Using Checkpoint Recovery in Large-Scale ML Training

When training LLMs or larger deep learning models, distributed GPU clusters and massive amounts of training and testing data are often used. The duration of the training process is also usually quite long. In such cases, if issues like network interruptions or machine failures occur during training, they can cause training interruptions, resulting in significant time and financial losses.

Common causes of training interruptions include:

Hardware failures (such as GPU crashes or breakpoints)
System-level issues (like memory overflow, virtual service preemption, etc.)
Software-level issues (like code bugs, data corruption, etc.)

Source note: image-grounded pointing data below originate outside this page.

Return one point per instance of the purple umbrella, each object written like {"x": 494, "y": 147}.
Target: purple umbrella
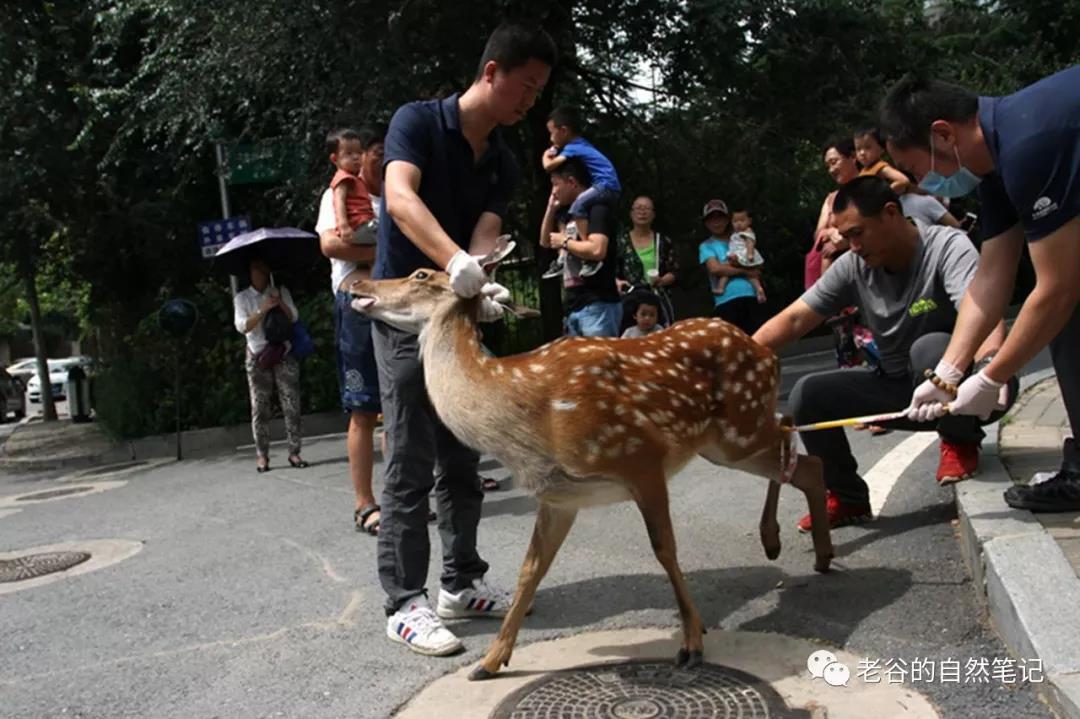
{"x": 282, "y": 248}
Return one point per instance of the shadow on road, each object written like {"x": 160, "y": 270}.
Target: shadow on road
{"x": 815, "y": 606}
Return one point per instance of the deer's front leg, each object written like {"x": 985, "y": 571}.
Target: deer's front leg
{"x": 651, "y": 497}
{"x": 769, "y": 528}
{"x": 551, "y": 528}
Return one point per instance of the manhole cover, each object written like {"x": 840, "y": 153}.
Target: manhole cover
{"x": 646, "y": 690}
{"x": 109, "y": 469}
{"x": 52, "y": 493}
{"x": 39, "y": 565}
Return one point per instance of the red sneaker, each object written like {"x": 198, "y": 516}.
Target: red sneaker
{"x": 958, "y": 462}
{"x": 839, "y": 514}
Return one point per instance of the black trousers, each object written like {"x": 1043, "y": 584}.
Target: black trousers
{"x": 421, "y": 453}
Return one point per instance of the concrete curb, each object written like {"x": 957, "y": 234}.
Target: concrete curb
{"x": 1022, "y": 577}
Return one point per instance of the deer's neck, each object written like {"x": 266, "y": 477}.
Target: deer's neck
{"x": 455, "y": 367}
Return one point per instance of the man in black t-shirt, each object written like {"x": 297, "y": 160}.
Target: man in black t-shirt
{"x": 592, "y": 303}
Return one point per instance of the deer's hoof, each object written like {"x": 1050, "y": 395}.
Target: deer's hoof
{"x": 480, "y": 674}
{"x": 822, "y": 563}
{"x": 688, "y": 659}
{"x": 770, "y": 541}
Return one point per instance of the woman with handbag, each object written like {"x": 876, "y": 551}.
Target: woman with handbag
{"x": 265, "y": 314}
{"x": 648, "y": 263}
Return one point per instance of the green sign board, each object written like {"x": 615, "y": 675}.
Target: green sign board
{"x": 269, "y": 161}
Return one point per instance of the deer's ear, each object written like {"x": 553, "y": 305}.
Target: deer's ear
{"x": 503, "y": 245}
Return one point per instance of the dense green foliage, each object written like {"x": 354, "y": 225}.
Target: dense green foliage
{"x": 109, "y": 112}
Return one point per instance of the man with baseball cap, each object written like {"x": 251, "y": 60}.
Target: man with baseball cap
{"x": 738, "y": 302}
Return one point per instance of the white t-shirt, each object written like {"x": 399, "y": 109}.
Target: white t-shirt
{"x": 922, "y": 207}
{"x": 327, "y": 221}
{"x": 246, "y": 303}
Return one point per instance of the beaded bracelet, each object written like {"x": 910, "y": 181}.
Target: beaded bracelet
{"x": 940, "y": 383}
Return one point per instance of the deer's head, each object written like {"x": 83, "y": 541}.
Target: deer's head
{"x": 409, "y": 302}
{"x": 406, "y": 303}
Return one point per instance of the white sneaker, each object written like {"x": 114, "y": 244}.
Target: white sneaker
{"x": 416, "y": 626}
{"x": 483, "y": 599}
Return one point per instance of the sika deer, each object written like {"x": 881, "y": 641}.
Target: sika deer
{"x": 647, "y": 407}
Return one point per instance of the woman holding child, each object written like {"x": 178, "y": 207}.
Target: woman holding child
{"x": 648, "y": 263}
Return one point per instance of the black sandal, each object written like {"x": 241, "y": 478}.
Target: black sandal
{"x": 361, "y": 516}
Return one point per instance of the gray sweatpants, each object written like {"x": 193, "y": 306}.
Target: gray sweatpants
{"x": 842, "y": 393}
{"x": 421, "y": 453}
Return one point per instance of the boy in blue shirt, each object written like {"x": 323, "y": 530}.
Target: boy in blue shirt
{"x": 564, "y": 125}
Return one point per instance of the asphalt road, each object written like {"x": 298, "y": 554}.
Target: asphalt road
{"x": 254, "y": 597}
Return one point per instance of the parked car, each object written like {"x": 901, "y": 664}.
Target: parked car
{"x": 12, "y": 396}
{"x": 23, "y": 369}
{"x": 57, "y": 377}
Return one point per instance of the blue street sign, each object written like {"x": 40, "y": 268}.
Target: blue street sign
{"x": 214, "y": 234}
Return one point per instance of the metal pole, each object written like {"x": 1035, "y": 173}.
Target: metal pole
{"x": 179, "y": 452}
{"x": 224, "y": 189}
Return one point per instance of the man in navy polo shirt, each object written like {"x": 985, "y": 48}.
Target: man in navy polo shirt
{"x": 1022, "y": 152}
{"x": 449, "y": 176}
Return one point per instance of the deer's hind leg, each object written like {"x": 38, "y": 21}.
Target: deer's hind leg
{"x": 551, "y": 528}
{"x": 768, "y": 527}
{"x": 650, "y": 492}
{"x": 809, "y": 477}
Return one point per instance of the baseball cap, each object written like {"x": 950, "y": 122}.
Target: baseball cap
{"x": 714, "y": 206}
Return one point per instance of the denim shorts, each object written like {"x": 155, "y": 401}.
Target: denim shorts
{"x": 358, "y": 375}
{"x": 595, "y": 320}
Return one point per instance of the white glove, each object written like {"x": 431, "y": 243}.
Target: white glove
{"x": 928, "y": 402}
{"x": 489, "y": 310}
{"x": 467, "y": 275}
{"x": 496, "y": 292}
{"x": 979, "y": 395}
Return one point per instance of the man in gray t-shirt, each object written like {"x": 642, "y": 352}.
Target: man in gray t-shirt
{"x": 907, "y": 280}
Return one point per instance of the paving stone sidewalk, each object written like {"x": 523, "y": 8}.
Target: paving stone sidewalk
{"x": 1031, "y": 442}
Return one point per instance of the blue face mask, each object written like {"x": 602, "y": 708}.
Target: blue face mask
{"x": 961, "y": 182}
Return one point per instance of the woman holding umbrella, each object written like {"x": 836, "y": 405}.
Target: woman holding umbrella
{"x": 265, "y": 315}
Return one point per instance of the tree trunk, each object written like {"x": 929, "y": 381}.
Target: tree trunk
{"x": 48, "y": 406}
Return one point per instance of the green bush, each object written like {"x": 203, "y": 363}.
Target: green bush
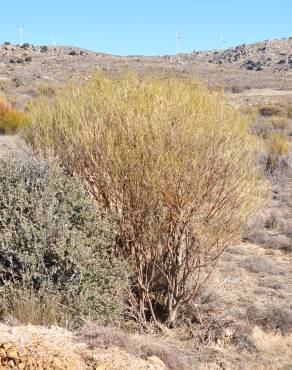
{"x": 55, "y": 260}
{"x": 172, "y": 161}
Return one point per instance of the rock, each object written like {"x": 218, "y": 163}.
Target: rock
{"x": 154, "y": 360}
{"x": 8, "y": 345}
{"x": 102, "y": 367}
{"x": 12, "y": 353}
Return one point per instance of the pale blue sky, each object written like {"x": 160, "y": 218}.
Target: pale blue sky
{"x": 144, "y": 27}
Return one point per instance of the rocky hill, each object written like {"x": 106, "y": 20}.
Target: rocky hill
{"x": 270, "y": 55}
{"x": 266, "y": 64}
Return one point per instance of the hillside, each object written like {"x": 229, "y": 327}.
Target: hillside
{"x": 263, "y": 65}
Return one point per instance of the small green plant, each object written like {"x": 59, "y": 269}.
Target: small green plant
{"x": 278, "y": 123}
{"x": 11, "y": 119}
{"x": 56, "y": 265}
{"x": 173, "y": 163}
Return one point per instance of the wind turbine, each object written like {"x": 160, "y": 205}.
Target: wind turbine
{"x": 177, "y": 37}
{"x": 20, "y": 29}
{"x": 222, "y": 42}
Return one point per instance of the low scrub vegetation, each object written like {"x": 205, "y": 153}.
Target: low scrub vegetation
{"x": 55, "y": 262}
{"x": 276, "y": 148}
{"x": 273, "y": 109}
{"x": 11, "y": 119}
{"x": 175, "y": 166}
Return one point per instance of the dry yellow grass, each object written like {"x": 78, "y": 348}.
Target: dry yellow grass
{"x": 171, "y": 160}
{"x": 11, "y": 119}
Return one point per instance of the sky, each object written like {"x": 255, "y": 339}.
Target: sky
{"x": 129, "y": 27}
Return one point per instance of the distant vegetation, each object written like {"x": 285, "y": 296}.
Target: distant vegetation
{"x": 172, "y": 163}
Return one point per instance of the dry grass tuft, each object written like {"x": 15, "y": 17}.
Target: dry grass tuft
{"x": 11, "y": 119}
{"x": 174, "y": 164}
{"x": 273, "y": 109}
{"x": 106, "y": 337}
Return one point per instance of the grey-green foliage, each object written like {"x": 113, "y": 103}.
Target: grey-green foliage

Therefore, in a large-scale machine learning training task, to increase the system’s fault tolerance, we need to introduce mechanisms to ensure the reliability of the training process. One important mechanism among these is checkpoint recovery.

Checkpoint Recovery

A checkpoint refers to periodically saving the model’s parameters, the state of the optimizer, and other status information during the training process. This way, if training is interrupted, the process can be resumed by loading the checkpoint, rather than starting from scratch.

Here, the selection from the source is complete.